Wireshark


#1

I have a dedicated computer setup talking to 2 B3000-ENET modules and 1 EB2 module. I am not using OPTO software to talk to them but I am talking but not thru windows so I can’t run Wireshark on the target machine. I running the network from this computer thru a hub to a switch connected to the brains. I have second computer running wireshark and connected to a port on the hub. The opto netwrk is running thru the switch and I see lights blinking on the modules but I see no activity from the modules on wireshark ( I see other stuff ). I am getting IPV6 and broadcasts I don’t know where from - any ideas or things I am missing?


#2

Hello CaptBixley,

Can you take the switch out of the equation? Usually when sniffing, you’d want to use just a hub since it’s “dumb” (not so smart that it’ll try to filter packets that don’t need to go somewhere, e.g. the Windows PC running Wireshark). BTW, our support team has lots of experience helping people sniff packets with Wireshark.

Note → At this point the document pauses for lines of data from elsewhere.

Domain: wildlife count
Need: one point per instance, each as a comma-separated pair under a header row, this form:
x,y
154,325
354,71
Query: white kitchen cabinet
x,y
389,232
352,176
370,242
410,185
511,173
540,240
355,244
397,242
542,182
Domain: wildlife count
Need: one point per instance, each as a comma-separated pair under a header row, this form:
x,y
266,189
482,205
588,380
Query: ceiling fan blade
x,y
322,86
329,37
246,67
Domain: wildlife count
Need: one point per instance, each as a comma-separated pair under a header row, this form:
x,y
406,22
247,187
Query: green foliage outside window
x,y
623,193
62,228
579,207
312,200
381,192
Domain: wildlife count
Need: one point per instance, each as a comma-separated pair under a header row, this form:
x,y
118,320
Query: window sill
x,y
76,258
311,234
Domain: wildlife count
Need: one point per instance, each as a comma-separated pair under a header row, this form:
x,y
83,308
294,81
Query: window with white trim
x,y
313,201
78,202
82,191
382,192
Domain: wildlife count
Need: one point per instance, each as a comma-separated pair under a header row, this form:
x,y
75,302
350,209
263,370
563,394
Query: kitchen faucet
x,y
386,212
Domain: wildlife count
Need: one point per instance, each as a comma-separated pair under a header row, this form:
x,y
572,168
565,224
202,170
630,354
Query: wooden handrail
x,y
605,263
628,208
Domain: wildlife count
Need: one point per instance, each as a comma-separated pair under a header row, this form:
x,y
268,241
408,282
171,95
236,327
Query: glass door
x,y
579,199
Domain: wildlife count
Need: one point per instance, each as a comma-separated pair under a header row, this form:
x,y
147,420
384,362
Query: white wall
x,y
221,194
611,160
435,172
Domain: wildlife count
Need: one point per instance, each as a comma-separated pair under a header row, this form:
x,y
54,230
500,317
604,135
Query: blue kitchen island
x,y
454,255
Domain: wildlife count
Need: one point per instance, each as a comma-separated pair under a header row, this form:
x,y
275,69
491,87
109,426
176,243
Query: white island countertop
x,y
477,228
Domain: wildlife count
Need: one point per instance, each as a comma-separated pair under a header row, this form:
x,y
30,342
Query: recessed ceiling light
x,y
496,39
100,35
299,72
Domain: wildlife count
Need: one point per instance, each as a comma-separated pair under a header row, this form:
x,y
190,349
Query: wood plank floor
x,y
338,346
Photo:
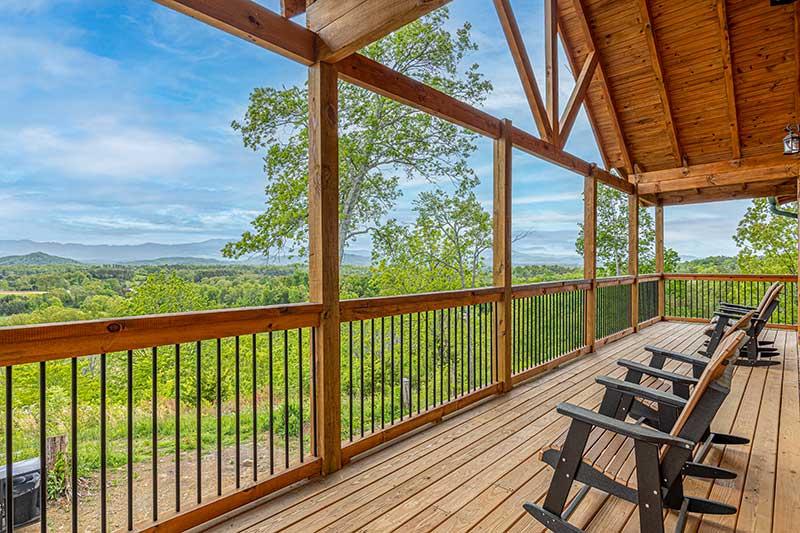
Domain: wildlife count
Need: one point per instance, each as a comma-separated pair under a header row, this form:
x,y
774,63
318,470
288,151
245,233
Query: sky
x,y
115,129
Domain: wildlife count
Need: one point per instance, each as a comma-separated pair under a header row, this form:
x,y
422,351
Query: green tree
x,y
443,249
380,141
612,236
767,242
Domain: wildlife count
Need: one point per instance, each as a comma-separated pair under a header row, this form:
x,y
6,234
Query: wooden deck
x,y
473,471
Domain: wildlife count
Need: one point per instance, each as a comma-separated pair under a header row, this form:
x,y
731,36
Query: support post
x,y
660,258
633,256
323,258
590,257
501,253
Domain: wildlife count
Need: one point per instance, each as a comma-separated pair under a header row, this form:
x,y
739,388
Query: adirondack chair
x,y
661,459
628,406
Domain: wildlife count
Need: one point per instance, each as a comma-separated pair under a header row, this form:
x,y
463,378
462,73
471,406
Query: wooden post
x,y
501,253
660,257
590,256
323,257
633,256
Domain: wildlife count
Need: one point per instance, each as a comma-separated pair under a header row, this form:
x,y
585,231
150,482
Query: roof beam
x,y
523,64
346,26
259,25
727,70
576,98
752,170
614,116
655,61
254,23
551,67
292,8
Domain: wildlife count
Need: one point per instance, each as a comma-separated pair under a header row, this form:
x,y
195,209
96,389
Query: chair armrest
x,y
635,431
700,362
640,391
657,372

But I’m also curious about what the bigger problem is you’re trying to solve. Can you share a bit more about your application? I’m guessing something isn’t working quite as you’d like, hence the need to see/sniff what’s happening to troubleshoot? I hope you’ll share!

Thanks,
-OptoMary


#3

Hi - My application uses B3000-ENET I/O - I am talking to it using IntervalZero RTX (a real time extension for windows). This application was originally engineered back in 2000. This application is still running and working great. I have setup a test bed utilizing a i3 windows computer connected to the Opto modules via a switch. The customer wants some changes made in the process and I want to be sure everything is working correctly. I am experiencing some errors in the communications that appear random. I would like to see the traffic between the computer and the modules to troubleshoot and improve my understanding of the OptoMMP and Ethernet protocol. I am having some trouble seeing the packets with Wireshark. I have tried using a HUB and the monitor port on the switch. It seemed that the monitor port worked better. The test computer is connected to the Optos via a NIC card that is handled by the RTX. That machine also has a nic card connected to the internet and my home network as part of windows. It seems that my most successful attempts have been when I set the ip address of the sniffer (my laptop) to be on the same subnet as the control network. Any help or suggestions would be appreciated.
Thanks
John


#4

Besides taking the switch out of the equation, make sure your Wireshark capture options show a check next to “Capture all in promiscuous mode” to make sure Wireshark isn’t filtering out any of those packets you seek. This link talks about promiscuous mode.


#5

Bit of a long shot, but you might try a capture with Wireshark “name resolution” capture options turned off. Resolving the MAC, IP, and transport names has been known to cause dropped packets, and name resolution doesn’t seem necessary on your test network.


#6

Wireshark is a free and open-source packet analyzer. It is used for network troubleshooting, analysis, software and communications protocol development, and education. Wireshark is very similar to tcpdump, but has a graphical front-end, plus some integrated sorting and filtering options.